В 1945 году, когда я родился, сам того не понимая, тот час же включился в борьбу с дураками. Эту борьбу я иначе называю борьбой между Богом и Дьяволом. Это тотальная борьба: Господь Бог тянет на себя, как у Paul McCartney в «Tug of war», так и я, прицепившись за кончик этого каната, сзади за Битлами, так же тяну этот канат в сторону божественного кайфа. В сторону праздника жизни, который устроили нам Битлы. Праздника, который устроил я, как их фан, и было это на Ржевке. Это случилось в 1964 году, когда народ попёр ко мне толпами. Мне было тогда 18 лет, и именно тогда я впервые услышал The Beatles, но расскажу по порядку.
Явился на свет я в Новониколаевске, в самом центре России. Батя мой, 11-го года, был сыном участников Гражданской войны, которые воевали на той стороне. Они были белыми и погибли, а он выжил. В 23 году он, беспризорником, попал в детдом, где его нарекли Иваном, потому что ответить на вопрос «Как тебя зовут?» он не смог. Мальчишки из его окружения сказали: «Да это же Андреев сын!». Так, стал он Иваном Андреевичем Васиным по воле случайных людей. Потом вырос, и, как положено Господом, прихватил в деревне девчонку, звали её Мария. Дедом её был австрийский военнопленный. Трахнул где-то австриец мою бабку, и она произвела мою мать. Это было в Черепаново, неподалёку от Новониколаевска.
Батя мой в детдоме проявил математические наклонности, и его отправили в томский университет. Там он и познакомился с моей будущей матерью.
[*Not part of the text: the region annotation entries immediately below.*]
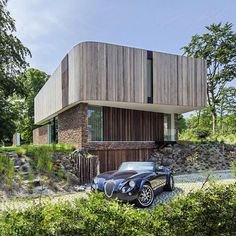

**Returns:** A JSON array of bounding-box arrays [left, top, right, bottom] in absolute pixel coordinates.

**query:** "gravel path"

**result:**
[[152, 170, 236, 207], [0, 170, 236, 212]]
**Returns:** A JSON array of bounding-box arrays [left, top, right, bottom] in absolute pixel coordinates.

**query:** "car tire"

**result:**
[[135, 183, 154, 208], [164, 174, 175, 191]]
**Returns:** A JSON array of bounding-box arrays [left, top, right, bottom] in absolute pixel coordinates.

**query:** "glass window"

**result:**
[[147, 59, 153, 99], [164, 114, 171, 141], [88, 106, 103, 141], [48, 117, 58, 144]]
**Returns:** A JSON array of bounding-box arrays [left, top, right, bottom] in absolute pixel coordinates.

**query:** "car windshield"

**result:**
[[118, 162, 154, 171]]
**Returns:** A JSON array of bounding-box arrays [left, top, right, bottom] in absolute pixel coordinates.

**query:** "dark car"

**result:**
[[92, 162, 174, 207]]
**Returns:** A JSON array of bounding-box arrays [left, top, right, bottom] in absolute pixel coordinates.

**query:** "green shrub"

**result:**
[[0, 184, 236, 236], [16, 147, 26, 157]]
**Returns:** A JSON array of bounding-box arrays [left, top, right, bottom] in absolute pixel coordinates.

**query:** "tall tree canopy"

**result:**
[[17, 68, 49, 143], [0, 0, 31, 97], [183, 23, 236, 134], [0, 0, 31, 141]]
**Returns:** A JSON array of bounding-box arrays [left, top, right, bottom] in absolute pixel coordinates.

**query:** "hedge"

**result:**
[[0, 184, 236, 236]]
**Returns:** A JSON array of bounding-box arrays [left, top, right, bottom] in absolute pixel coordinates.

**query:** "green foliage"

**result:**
[[6, 159, 15, 190], [0, 152, 15, 190], [231, 161, 236, 177], [16, 147, 26, 157], [0, 0, 30, 142], [17, 68, 49, 143], [183, 23, 236, 134], [28, 168, 34, 193], [0, 184, 236, 236], [195, 129, 209, 140]]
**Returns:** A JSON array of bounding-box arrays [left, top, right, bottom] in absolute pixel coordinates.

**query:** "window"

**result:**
[[147, 51, 153, 103], [87, 106, 103, 141], [48, 117, 58, 143], [164, 114, 171, 141]]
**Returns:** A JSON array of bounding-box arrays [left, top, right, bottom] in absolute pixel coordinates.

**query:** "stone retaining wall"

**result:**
[[33, 125, 48, 144], [58, 103, 88, 148]]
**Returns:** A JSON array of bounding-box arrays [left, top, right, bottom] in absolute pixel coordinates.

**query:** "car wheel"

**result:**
[[136, 184, 154, 208], [164, 174, 175, 191]]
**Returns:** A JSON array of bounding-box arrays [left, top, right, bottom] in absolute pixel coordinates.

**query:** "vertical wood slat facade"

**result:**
[[61, 55, 69, 107], [35, 42, 206, 124], [103, 107, 164, 141]]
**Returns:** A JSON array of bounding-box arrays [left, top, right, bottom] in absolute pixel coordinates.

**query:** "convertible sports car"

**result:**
[[91, 162, 174, 207]]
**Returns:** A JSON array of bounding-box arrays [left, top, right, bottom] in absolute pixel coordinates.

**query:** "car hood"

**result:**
[[97, 170, 151, 180]]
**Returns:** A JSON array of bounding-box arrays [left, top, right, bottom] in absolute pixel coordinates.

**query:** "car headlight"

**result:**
[[93, 177, 98, 184], [129, 180, 135, 188]]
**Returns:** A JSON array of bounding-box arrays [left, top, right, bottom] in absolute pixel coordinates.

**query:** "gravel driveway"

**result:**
[[0, 170, 236, 212], [152, 170, 236, 207]]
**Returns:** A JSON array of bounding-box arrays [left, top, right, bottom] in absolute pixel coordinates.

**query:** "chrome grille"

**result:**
[[104, 180, 115, 198]]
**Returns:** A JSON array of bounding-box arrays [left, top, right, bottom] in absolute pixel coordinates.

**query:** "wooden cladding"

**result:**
[[35, 42, 206, 124], [61, 55, 69, 107], [103, 107, 164, 141], [153, 52, 206, 107], [72, 42, 206, 107], [77, 42, 147, 103]]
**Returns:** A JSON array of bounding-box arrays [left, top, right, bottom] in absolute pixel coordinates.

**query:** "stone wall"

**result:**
[[58, 103, 88, 148], [33, 125, 48, 144]]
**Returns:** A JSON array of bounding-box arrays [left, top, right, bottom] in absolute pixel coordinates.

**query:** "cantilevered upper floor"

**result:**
[[35, 42, 206, 124]]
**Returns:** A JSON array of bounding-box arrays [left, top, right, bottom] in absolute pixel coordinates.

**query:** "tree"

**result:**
[[217, 87, 236, 133], [0, 91, 18, 142], [17, 68, 49, 143], [0, 0, 31, 141], [182, 23, 236, 134], [0, 0, 31, 97]]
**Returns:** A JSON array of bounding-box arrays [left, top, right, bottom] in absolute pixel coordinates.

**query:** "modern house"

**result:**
[[33, 42, 206, 170]]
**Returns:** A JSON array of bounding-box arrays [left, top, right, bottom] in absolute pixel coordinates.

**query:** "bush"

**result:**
[[0, 184, 236, 235], [16, 147, 26, 157]]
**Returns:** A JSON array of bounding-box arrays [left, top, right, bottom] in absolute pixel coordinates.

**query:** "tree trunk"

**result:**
[[211, 111, 217, 135]]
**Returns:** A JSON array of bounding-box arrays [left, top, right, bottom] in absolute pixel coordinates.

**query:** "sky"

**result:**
[[8, 0, 236, 74], [8, 0, 236, 118]]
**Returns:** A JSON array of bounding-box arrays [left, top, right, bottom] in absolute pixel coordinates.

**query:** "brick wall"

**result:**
[[58, 103, 88, 148], [33, 125, 48, 144]]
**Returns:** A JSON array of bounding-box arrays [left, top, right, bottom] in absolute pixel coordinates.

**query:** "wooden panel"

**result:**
[[103, 107, 164, 141], [61, 55, 69, 108], [35, 42, 206, 124]]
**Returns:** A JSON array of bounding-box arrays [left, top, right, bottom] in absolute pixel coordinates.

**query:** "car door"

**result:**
[[152, 165, 166, 189]]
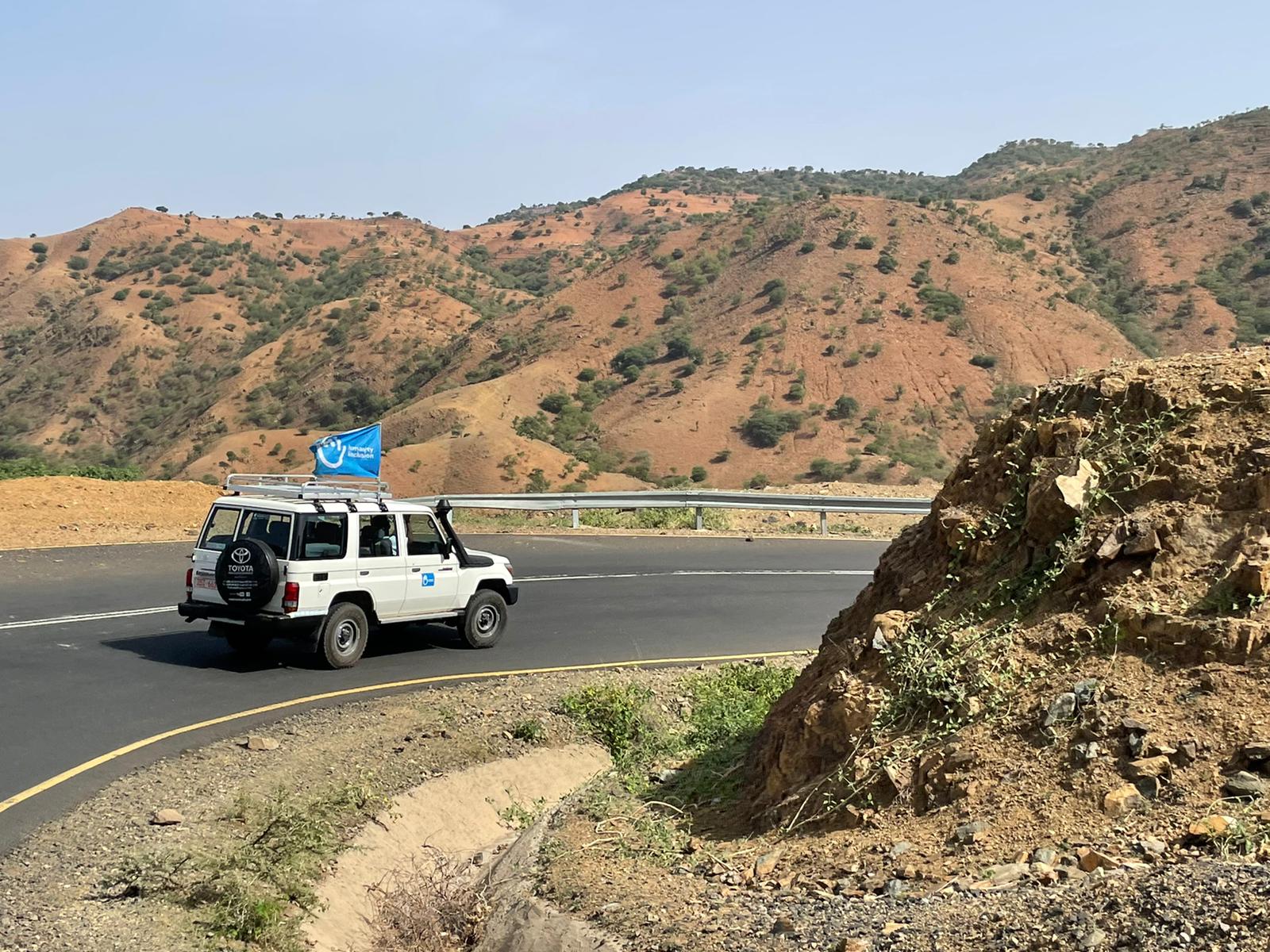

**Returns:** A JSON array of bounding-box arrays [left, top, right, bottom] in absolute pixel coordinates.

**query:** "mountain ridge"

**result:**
[[0, 109, 1270, 491]]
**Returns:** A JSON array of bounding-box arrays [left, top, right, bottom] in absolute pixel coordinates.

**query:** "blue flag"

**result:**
[[309, 423, 379, 480]]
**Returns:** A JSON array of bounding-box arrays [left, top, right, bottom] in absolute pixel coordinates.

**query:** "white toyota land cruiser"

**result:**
[[176, 474, 518, 668]]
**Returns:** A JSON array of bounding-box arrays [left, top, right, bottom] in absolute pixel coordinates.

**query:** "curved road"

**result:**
[[0, 536, 887, 853]]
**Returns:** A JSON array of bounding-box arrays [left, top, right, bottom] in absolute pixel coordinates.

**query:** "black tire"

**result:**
[[216, 538, 281, 609], [462, 589, 506, 647], [207, 622, 271, 658], [318, 601, 371, 668]]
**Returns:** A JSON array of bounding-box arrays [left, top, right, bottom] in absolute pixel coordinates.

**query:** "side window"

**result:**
[[357, 512, 402, 559], [239, 512, 291, 559], [296, 512, 348, 559], [198, 505, 243, 552], [405, 512, 446, 555]]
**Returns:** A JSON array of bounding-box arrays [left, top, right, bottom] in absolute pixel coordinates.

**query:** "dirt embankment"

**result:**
[[528, 351, 1270, 952], [0, 476, 221, 548], [0, 476, 937, 550]]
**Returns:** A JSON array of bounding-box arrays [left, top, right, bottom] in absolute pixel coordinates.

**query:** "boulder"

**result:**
[[754, 849, 783, 880], [1024, 459, 1097, 546], [1222, 770, 1270, 798], [1040, 690, 1077, 727], [1124, 754, 1173, 781], [1186, 814, 1238, 839], [1107, 783, 1147, 822], [1230, 559, 1270, 598], [1076, 846, 1120, 872]]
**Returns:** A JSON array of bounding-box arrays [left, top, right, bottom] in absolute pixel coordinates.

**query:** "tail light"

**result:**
[[282, 582, 300, 614]]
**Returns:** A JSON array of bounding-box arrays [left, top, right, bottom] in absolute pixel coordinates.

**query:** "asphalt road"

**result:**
[[0, 536, 885, 853]]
Она работала там в фармшколе — по сути аптека. Они влюбились, поженились в 34 году, и буквально год прошёл, и его вызывают в райком и говорят: «Вы хороший математик, мы направляем вас в Ленинград. Будете работать на полигоне, рассчитывать полёт снарядов». Он говорит:
– Я не хочу ехать никуда. Я люблю детей, работаю учителем математики в школе, и дети мои привыкли здесь.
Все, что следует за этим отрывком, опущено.